USD/JPY:協調介入で円が安定するも、トレンドは維持されるか
重要ポイント
- •日本と米国は協調的な通貨介入を実施し、円が¥164近辺の40年ぶり安値に下落した後、東京は1取引セッションで約340億ドルを投入した。
- •円の持続的な弱さは主に日米間の大きな金利差によって引き起こされており、日本の貿易収支を悪化させる原油価格の上昇によって複合的に影響を受けている。
- •日本の2022年および2024年前半の単独介入は短命な円高しか生み出さず、介入単独ではマクロ主導のトレンドを反転させるよりも停滞させる傾向があることを示している。
- •市場は9月の日本銀行による利上げの可能性を予想しており、これはBoJが政策正常化の前提条件としている実質賃金の6ヶ月連続上昇に裏付けられている。
- •介入後、USD/JPYは158.48近辺の0.382フィボナッチリトレースメントを試しており、上昇トレンドラインとRSIの強気ダイバージェンスが0.5および0.618リトレースメント水準に向けた更なる回復の可能性を示唆している。

USD/JPYはこの夏、最も注目されている通貨ペアの一つとなっている。円が¥164近辺の40年ぶり安値に下落した後、日本と米国は協調介入を実施し、東京は1取引セッションで約340億ドルを投入して通貨防衛を行ったと報じられている。介入によりペアは一時¥155に向けて動いたが、その後円は利益の一部を手放し、介入のみで反転がどれだけ持続するかという疑念が続くなか¥158近辺で取引されている。日本の2022年および2024年前半の単独介入も同様に、短命な円高しか生み出さず、通貨介入は金融政策の転換を伴わない限り、マクロ主導のトレンドを反転させるよりも停滞させる傾向があるという歴史的パターンを浮き彫りにしている。
金利差とマクロ要因
円安の根本的な要因は、依然として日米の金利差の大きさにあり、ホルムズ海峡の緊張再燃に伴う原油価格の反騰によって悪化している。日本は原油のほぼ全量を輸入に依存しているため、エネルギーコストの上昇は貿易収支を悪化させ、円に対する構造的な下押し圧力を加える。金利差はまた、キャリートレードのポジション構築を促進している。投資家は日本の低金利で円を調達し、他国の高利回り資産の購入資金とする取引であり、金利差が拡大すると円売りが加速し、縮小すると急激にアンワインドする。
市場は現在、日本で実質賃金が6ヶ月連続で上昇していることに後押しされ、9月の日本銀行(BoJ)による利上げの可能性を注視している。持続的な賃金上昇は、BoJが超緩和的な政策スタンスを正常化するための前提条件として挙げている重要な要素である。
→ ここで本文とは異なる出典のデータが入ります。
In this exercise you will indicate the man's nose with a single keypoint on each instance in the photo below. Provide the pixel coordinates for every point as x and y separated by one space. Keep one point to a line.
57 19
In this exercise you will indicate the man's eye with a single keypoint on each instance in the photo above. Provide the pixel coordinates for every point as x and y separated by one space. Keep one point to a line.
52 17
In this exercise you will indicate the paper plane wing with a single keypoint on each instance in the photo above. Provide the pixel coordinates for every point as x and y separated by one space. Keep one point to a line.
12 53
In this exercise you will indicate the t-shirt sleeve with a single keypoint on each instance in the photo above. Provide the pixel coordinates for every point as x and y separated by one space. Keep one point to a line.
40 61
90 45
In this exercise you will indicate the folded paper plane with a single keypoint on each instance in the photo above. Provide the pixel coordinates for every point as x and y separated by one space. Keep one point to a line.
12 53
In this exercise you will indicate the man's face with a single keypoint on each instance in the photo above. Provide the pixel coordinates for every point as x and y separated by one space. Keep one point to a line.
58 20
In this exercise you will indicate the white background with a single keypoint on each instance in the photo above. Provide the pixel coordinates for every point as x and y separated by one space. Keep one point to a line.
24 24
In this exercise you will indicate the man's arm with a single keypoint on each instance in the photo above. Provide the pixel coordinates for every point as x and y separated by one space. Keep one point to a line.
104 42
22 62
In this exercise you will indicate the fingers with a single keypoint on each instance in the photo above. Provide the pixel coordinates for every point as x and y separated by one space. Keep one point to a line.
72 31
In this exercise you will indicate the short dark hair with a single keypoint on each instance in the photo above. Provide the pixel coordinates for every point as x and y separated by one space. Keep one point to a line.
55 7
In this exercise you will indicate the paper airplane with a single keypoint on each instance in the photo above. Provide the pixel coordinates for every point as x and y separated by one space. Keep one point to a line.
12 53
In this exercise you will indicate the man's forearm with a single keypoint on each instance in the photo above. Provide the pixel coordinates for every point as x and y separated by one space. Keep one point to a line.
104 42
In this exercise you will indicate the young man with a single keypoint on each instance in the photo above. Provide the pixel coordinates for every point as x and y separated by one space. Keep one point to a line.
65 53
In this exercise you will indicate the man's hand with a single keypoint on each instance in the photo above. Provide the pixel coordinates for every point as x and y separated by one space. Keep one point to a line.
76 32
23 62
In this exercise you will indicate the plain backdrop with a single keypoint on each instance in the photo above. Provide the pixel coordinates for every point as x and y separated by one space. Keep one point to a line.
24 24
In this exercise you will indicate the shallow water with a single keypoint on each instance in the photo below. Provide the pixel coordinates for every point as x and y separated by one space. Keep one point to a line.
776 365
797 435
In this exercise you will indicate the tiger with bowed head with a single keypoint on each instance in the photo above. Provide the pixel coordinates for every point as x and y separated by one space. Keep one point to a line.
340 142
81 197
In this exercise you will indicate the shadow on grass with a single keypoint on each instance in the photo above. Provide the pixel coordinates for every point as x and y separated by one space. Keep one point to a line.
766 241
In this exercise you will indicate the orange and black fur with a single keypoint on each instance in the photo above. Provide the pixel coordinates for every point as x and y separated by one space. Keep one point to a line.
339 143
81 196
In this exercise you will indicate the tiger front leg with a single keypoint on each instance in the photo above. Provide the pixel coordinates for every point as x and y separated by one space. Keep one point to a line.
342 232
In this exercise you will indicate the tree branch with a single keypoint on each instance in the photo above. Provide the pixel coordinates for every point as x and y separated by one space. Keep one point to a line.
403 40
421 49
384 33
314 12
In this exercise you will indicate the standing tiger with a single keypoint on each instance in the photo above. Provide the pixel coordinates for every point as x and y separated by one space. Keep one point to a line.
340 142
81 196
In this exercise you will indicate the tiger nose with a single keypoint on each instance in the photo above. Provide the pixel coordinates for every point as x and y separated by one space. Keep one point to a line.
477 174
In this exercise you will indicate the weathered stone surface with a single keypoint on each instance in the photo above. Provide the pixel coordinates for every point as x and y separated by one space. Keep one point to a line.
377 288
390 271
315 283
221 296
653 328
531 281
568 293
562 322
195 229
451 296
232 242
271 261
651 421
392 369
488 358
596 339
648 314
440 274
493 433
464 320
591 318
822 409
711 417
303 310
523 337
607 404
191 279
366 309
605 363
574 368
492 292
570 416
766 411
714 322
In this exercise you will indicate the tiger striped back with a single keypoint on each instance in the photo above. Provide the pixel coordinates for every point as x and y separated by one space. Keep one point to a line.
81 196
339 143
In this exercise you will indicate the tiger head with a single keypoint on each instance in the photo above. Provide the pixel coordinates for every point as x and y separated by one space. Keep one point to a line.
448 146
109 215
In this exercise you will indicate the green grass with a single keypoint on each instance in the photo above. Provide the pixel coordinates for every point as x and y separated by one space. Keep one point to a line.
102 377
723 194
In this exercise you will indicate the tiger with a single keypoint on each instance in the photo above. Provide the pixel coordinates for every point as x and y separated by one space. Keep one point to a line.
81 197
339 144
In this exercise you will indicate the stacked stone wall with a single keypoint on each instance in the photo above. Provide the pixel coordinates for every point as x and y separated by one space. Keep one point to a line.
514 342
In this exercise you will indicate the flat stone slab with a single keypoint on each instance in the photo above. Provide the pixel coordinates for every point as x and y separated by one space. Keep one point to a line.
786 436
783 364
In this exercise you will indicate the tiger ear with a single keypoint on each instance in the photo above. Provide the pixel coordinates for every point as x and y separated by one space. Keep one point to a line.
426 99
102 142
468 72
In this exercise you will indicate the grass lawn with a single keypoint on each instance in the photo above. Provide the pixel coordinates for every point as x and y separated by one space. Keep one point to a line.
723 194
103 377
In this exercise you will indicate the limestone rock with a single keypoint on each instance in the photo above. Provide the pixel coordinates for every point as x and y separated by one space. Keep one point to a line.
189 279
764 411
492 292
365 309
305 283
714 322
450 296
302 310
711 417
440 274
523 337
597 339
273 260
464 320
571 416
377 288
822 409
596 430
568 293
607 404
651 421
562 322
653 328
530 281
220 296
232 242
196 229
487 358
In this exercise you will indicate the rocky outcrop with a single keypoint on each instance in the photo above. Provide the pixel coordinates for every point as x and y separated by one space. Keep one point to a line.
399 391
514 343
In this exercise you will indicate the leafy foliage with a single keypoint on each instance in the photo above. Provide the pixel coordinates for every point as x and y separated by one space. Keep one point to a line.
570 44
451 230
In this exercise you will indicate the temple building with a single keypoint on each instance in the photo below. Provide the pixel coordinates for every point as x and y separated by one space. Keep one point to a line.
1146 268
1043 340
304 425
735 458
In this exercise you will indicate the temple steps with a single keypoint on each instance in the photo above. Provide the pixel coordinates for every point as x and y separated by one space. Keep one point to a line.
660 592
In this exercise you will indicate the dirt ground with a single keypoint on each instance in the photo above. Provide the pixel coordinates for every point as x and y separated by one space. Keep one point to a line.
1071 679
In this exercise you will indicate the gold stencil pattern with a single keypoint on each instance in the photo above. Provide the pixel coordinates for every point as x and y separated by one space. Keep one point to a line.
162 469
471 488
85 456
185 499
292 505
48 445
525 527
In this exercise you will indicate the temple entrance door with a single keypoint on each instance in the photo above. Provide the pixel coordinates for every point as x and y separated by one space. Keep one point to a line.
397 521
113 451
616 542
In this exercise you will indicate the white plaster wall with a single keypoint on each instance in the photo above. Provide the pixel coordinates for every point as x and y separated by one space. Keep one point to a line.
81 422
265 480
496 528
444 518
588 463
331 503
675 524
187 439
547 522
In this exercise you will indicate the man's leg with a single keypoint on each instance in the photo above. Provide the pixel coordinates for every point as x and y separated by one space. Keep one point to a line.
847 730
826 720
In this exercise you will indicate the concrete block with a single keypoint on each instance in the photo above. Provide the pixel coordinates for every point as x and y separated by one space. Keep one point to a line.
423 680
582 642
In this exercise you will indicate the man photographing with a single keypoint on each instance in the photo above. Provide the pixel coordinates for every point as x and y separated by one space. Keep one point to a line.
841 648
米国側では、連邦準備制度理事会(FRB)の7月会合で3人の政策担当者が据え置きではなく利上げを求める異議を唱え、米国の金融政策も引き続き注目の的となっている。
両中央銀行が今や実際に動く可能性がある中で、USD/JPYの次の方向性は、東京の利上げ判断とワシントンの次なるデータ主導のシグナルのどちらが先に来るかにかかっている。
USD/JPYのテクニカル分析
協調介入を受け、ペアは163.76の高値から155.21近辺の安値まで急落した後、着実な回復を見せた。現在、価格は介入安値から引かれた上昇トレンドラインに支えられ、158.48近辺の0.382フィボナッチリトレースメント水準を試している。相対力指数(RSI)は強気のダイバージェンスを示しており、価格が一時レンジを再テストしたにもかかわらず、より高い安値を記録している。
強気シナリオ
買い手が上昇トレンドラインを維持し、0.382リトレースメントを決定的に上抜けした場合、159.49近辺の0.5フィボナッチ水準に向けて道が開く。より強い動きとなれば、160.50前後の0.618リトレースメントを狙う可能性があり、そこにはより強いレジスタンスが待ち受けているとみられる。
弱気シナリオ
逆に、上昇トレンドラインを下抜けした場合、現在の回復構造は無効となり、155.21~156.00のゾーンにある介入安値の再テストが露呈する。価格がこのサポートエリアを維持できなければ、RSIのダイバージェンスは信頼性を失うことになる。
価格が0.382フィボナッチのコンフルエンスで整理され、トレンドラインとRSIの双方が新たな強さを示唆しているなか、USD/JPYは決定的な動きに向けて poised な状況にある。介入後の回復が延長するか、東京の円防衛が一時的なものに終わるかが引き続き重要な問いとなっている。